The overlooks are paved and short. This is the part of the park that works even if someone in your group can't or doesn't want to hike.
The South Rim Trail
If you have legs for one hike, make it the South Rim Trail. It starts at the Point Supreme parking lot and follows the winding edge of the amphitheater, with viewpoints the road never reaches. You pick your own turnaround:
- To Spectra Point and back: about 2 miles round trip.
- To the Ramparts Overlook and back: about 4 miles round trip.
- To the end at the Bartizan: about 5 miles round trip, the full thing.
It's rated moderate to hard, mostly because of the elevation. The path is narrow dirt with steep drop-offs in places, so keep kids close. Pets aren't allowed on it. Plan on 1 to 4 hours depending on how far you go, and remember you're hiking above 10,000 feet, which makes a flat-looking mile feel longer than it should.
Wildflowers and bristlecone pines
Cedar Breaks is famous for wildflowers. Through the short summer, the subalpine meadows fill with color, and the park's annual bloom is a genuine draw in its own right. Peak is usually mid-to-late summer, but it shifts year to year with the snowmelt.
Along the rim you'll also pass ancient bristlecone pines, some of the oldest living trees on earth, gnarled and clinging to the edge. Spectra Point on the South Rim Trail is one of the best places to stand among them. It's a quiet highlight that's easy to walk right past if you don't know to look.
Dark skies after dark
This is a certified dark-sky park, and the altitude plus the dry desert air make for genuinely excellent stargazing. The Milky Way is routinely visible to the naked eye. In summer the park runs ranger astronomy and star programs, so it's worth checking the schedule at the visitor center when you arrive. If you're driving in from Cedar City for the evening, dress warmer than you think, even in July.
Know before you go
A few things that catch people off guard:
- It's seasonal. The road through the park, SR-148, is only open to vehicles from roughly late May to mid-October, snow depending. The rest of the year the park shifts to winter mode and the amphitheater rim is genuinely dangerous on foot. Don't count on a spring or fall drive-through.

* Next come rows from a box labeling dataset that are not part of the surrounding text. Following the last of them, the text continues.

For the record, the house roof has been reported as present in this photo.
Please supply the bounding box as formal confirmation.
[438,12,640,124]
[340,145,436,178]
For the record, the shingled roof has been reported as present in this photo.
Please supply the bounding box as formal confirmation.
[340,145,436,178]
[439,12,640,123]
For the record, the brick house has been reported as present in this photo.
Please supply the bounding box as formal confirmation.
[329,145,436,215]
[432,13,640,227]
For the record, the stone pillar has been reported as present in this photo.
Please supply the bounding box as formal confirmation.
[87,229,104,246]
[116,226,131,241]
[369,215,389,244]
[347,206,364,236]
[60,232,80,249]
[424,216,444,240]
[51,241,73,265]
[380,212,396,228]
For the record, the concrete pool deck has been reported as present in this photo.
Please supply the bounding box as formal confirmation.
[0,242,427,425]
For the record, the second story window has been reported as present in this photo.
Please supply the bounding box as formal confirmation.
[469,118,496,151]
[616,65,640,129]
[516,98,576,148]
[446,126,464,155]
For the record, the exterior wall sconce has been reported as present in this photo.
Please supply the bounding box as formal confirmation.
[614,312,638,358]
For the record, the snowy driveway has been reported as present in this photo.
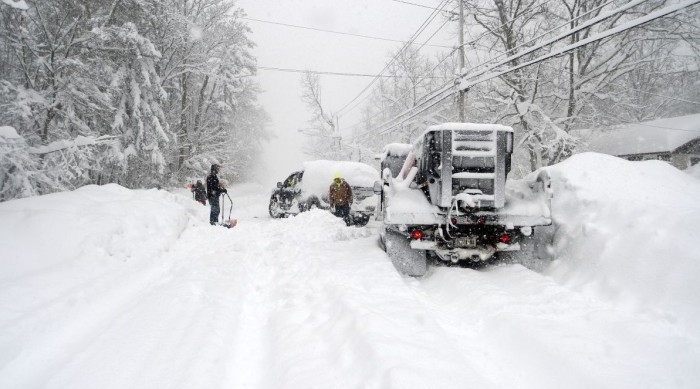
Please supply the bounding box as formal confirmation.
[0,183,700,388]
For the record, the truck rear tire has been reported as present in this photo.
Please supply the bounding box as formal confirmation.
[384,231,428,277]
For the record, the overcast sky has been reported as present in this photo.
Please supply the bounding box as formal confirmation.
[238,0,456,184]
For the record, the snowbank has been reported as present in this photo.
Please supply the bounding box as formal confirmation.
[0,184,193,283]
[0,126,21,139]
[546,153,700,334]
[274,209,372,243]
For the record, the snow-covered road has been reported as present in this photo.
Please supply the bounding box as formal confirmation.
[0,168,700,388]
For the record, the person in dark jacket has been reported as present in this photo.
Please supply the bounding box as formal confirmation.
[190,180,207,205]
[207,164,226,225]
[328,173,353,225]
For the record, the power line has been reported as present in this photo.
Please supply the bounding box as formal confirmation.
[240,17,451,48]
[391,0,454,14]
[257,66,446,79]
[461,0,649,82]
[338,0,449,115]
[350,0,700,137]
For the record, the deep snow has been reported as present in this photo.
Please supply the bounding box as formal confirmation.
[0,154,700,388]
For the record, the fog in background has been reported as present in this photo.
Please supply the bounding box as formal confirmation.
[238,0,456,185]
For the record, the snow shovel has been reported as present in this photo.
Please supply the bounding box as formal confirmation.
[221,192,238,228]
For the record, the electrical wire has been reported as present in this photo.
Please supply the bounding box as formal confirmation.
[351,0,700,139]
[240,17,452,48]
[257,66,446,79]
[390,0,454,14]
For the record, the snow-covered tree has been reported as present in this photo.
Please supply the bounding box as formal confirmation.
[299,72,345,160]
[0,0,268,200]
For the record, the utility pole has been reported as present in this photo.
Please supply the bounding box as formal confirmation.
[458,0,465,123]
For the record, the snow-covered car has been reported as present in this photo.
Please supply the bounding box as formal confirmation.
[269,160,379,225]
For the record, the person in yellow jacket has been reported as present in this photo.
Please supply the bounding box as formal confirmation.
[328,173,353,225]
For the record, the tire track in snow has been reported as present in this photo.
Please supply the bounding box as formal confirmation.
[404,265,700,388]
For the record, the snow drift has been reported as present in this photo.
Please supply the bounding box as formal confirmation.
[547,153,700,334]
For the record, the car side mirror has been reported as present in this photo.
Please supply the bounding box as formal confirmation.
[373,181,382,194]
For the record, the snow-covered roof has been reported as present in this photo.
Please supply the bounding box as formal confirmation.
[582,114,700,156]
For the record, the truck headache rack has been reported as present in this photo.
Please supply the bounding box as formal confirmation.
[417,126,513,208]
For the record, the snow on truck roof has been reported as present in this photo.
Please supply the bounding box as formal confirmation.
[301,160,379,193]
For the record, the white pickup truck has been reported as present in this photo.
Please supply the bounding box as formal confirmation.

- It's cold up here. The monument runs 10 to 20 degrees cooler than Zion or Bryce nearby. Summer highs sit in the 60s and 70s, nights drop into the 30s and 40s, and snow or hail can happen any month. Afternoon thunderstorms are common, so get your rim time in early and clear the exposed overlooks when lightning rolls in.
- It's an easy add-on. Cedar Breaks sits east of Cedar City, just off I-15, roughly between Zion and Bryce Canyon. Entry is $25 per private vehicle for 7 days. Many people do it as a half-day stop between the bigger parks, and honestly that's a sensible way to see it.